Bildet man den Mittelwert zwischen 30.000 und 120.000 €, landet man bei 75.000 € im Schnitt, woraus eine unbereinigte Umsatzsteuer von etwas über 14.000 € entstehen würde. Wenn man 14.000 € mit 100.000 Personen multipliziert sind das 1,4 Milliarden Euro und wenn man einen persönlichen „Ertrag“ von 40.000 € unterstellt und bei der Berechnung der Einkommensteuer mit 25% rechnet, kommt eine weitere Milliarde Einkommensteuer hinzu.

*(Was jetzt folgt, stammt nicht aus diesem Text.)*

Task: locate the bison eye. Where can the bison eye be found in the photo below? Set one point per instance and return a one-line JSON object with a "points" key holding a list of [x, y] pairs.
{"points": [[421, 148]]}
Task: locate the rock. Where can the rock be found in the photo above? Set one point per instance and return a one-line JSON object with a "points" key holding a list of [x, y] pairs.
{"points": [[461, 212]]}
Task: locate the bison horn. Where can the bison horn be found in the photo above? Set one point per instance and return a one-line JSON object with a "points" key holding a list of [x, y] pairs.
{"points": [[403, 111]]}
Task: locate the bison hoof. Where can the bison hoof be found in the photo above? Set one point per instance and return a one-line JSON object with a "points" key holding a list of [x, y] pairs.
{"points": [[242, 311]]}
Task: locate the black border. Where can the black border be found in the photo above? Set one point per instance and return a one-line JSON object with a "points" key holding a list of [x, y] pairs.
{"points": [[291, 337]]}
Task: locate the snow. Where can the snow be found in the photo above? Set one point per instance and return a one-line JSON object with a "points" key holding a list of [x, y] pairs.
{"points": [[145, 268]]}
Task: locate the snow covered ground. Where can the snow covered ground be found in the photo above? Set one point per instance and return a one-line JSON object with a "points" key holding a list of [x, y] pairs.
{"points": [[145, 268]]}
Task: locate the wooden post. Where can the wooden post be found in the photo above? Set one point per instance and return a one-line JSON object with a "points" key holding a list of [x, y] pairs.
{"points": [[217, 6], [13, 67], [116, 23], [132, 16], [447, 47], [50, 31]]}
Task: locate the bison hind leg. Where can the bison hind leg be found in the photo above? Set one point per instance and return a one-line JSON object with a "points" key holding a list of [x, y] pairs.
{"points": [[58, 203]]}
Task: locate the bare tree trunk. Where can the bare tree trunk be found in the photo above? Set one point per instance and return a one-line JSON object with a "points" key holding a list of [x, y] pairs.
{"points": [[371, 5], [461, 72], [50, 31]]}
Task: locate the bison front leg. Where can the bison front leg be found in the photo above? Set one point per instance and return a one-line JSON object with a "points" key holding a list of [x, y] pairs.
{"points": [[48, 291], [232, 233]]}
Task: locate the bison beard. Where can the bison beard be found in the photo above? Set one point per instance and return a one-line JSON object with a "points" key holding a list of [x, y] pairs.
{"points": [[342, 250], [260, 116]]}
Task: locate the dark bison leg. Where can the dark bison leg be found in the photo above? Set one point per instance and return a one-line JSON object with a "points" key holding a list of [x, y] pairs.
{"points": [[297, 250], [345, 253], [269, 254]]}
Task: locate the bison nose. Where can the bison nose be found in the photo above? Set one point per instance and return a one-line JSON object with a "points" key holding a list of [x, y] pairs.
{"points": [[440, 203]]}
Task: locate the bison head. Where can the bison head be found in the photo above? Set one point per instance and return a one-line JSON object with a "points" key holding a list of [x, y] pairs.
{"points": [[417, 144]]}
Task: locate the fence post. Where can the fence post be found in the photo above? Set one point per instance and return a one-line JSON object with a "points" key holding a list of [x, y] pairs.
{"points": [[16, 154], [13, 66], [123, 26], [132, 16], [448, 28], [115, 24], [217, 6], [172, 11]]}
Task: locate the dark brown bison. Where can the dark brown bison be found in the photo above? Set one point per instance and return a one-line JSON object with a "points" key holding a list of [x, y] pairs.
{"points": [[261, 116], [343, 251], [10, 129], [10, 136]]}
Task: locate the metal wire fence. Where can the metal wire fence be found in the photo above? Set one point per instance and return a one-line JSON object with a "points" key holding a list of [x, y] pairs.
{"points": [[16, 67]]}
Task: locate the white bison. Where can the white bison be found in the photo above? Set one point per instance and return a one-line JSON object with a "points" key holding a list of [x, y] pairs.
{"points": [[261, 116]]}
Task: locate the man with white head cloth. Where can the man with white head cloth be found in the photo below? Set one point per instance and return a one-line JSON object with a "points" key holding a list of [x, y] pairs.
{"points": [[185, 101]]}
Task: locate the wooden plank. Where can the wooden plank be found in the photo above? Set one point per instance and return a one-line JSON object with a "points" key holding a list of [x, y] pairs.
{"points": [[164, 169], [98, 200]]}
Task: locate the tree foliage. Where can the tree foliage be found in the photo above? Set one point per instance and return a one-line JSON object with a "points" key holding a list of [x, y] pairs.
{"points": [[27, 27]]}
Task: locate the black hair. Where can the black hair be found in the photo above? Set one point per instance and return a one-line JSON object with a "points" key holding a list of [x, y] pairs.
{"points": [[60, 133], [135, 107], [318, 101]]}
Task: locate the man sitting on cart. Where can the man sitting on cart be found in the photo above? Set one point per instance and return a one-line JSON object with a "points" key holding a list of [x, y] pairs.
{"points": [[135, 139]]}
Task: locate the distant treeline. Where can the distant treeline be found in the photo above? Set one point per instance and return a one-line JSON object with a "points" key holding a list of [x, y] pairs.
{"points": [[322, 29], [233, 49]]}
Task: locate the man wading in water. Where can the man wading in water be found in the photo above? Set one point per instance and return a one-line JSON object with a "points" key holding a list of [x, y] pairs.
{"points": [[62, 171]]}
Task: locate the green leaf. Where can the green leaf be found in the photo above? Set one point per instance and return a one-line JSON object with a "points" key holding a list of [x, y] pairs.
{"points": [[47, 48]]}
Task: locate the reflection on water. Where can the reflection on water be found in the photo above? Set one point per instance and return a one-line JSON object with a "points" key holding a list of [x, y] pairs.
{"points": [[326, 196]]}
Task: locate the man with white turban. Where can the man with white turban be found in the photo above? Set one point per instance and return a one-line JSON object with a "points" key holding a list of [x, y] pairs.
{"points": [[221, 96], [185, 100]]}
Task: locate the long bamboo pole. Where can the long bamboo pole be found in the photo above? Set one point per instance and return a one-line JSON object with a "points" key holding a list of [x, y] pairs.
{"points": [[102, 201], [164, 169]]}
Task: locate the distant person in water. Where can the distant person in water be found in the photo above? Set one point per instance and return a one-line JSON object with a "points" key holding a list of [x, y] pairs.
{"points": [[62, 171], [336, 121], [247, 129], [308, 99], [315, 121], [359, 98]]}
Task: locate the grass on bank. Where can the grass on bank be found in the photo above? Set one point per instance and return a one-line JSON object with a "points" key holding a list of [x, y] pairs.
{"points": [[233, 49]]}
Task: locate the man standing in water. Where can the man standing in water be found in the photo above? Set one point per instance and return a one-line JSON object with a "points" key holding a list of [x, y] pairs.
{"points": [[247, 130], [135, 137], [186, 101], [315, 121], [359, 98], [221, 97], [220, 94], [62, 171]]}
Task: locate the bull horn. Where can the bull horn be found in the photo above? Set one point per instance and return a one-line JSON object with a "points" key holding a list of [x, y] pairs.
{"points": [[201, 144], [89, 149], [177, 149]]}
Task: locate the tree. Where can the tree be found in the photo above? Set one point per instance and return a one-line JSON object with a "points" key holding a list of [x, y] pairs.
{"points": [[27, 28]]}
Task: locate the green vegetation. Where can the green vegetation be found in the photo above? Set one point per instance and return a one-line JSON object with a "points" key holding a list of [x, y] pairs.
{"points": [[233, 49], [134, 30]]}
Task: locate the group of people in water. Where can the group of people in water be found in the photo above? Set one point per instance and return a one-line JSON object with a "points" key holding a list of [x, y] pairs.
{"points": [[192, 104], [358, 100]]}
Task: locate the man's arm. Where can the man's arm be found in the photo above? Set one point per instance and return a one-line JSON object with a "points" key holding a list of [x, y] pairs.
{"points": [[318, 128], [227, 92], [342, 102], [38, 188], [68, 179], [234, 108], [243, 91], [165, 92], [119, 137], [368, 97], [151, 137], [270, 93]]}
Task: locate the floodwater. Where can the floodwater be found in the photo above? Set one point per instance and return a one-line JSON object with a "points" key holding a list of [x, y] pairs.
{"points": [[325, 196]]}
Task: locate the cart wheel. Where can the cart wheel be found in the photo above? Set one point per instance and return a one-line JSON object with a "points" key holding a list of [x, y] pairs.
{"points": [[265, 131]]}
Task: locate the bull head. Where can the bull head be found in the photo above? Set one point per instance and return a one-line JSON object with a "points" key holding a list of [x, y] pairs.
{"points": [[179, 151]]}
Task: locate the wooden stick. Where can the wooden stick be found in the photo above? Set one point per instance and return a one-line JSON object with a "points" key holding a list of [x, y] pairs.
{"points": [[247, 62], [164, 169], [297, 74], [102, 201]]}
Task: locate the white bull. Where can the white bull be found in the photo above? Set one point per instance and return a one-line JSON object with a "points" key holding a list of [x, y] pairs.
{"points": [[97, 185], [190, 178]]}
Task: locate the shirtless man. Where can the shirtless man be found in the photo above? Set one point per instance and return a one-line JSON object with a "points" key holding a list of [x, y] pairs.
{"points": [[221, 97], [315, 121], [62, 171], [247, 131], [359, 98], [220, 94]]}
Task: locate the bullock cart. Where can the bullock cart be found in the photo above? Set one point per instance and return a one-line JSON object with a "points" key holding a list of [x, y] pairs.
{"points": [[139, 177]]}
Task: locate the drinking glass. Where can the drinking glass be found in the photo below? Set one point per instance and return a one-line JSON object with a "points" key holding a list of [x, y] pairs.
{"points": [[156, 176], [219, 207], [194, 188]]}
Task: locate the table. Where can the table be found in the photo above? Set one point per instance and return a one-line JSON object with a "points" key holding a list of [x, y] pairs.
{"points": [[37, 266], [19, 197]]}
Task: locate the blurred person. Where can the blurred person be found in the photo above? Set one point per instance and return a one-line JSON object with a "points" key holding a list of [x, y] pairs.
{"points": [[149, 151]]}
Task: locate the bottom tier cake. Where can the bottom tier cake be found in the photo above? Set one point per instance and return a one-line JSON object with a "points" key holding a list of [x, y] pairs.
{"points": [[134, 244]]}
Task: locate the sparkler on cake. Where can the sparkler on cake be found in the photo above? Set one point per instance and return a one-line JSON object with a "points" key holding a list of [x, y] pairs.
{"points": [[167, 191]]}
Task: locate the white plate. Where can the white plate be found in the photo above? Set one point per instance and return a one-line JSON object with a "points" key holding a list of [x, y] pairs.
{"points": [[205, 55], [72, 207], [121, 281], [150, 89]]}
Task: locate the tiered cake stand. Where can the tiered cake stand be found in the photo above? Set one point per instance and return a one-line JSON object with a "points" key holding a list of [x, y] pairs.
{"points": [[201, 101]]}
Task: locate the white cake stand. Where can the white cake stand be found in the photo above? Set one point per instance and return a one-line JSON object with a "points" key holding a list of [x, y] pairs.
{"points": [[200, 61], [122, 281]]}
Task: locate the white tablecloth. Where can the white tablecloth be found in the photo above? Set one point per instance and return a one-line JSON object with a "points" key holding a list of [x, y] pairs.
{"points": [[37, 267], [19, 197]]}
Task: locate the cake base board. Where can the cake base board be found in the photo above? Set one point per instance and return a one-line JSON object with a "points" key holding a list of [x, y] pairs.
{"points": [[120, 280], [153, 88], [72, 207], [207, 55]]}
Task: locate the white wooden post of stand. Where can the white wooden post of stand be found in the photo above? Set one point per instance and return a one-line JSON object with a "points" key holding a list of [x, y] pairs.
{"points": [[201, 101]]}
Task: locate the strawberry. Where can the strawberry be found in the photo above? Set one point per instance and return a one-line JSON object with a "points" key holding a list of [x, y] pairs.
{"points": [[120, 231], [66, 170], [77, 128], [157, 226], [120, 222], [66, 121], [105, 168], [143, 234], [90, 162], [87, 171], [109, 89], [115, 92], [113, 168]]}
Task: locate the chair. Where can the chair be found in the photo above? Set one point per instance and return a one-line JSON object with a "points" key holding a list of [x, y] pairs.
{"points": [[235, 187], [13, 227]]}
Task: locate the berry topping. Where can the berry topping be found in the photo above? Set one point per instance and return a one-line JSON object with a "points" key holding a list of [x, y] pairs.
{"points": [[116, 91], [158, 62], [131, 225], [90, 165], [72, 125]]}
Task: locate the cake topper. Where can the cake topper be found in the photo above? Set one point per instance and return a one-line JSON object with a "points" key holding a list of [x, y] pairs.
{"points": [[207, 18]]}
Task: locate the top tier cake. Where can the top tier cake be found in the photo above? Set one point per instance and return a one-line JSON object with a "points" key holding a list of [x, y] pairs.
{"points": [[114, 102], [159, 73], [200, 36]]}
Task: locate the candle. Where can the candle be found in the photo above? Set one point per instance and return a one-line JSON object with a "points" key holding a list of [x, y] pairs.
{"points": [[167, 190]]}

Doch obwohl der Bundesrechnungshof die tatsächlichen Einnahmen nicht beziffert, stellt er sehr anschaulich fest, warum die Gelder eben kaum fließen:
Die Sexworker sind nach dortiger Darstellung „Nomaden“, die sehr oft das Revier wechseln, im gesamten Bundesgebiet unterwegs sind und häufig überhaupt keine Steuernummer besitzen, weil es kein zuständiges Wohnsitz-Finanzamt gibt oder dieses mehrfach wechselt. Ein Alptraum für die Beamten, die einfach nicht zur Steuerklärung schriftlich auffordern können, da Zuständigkeiten wechseln.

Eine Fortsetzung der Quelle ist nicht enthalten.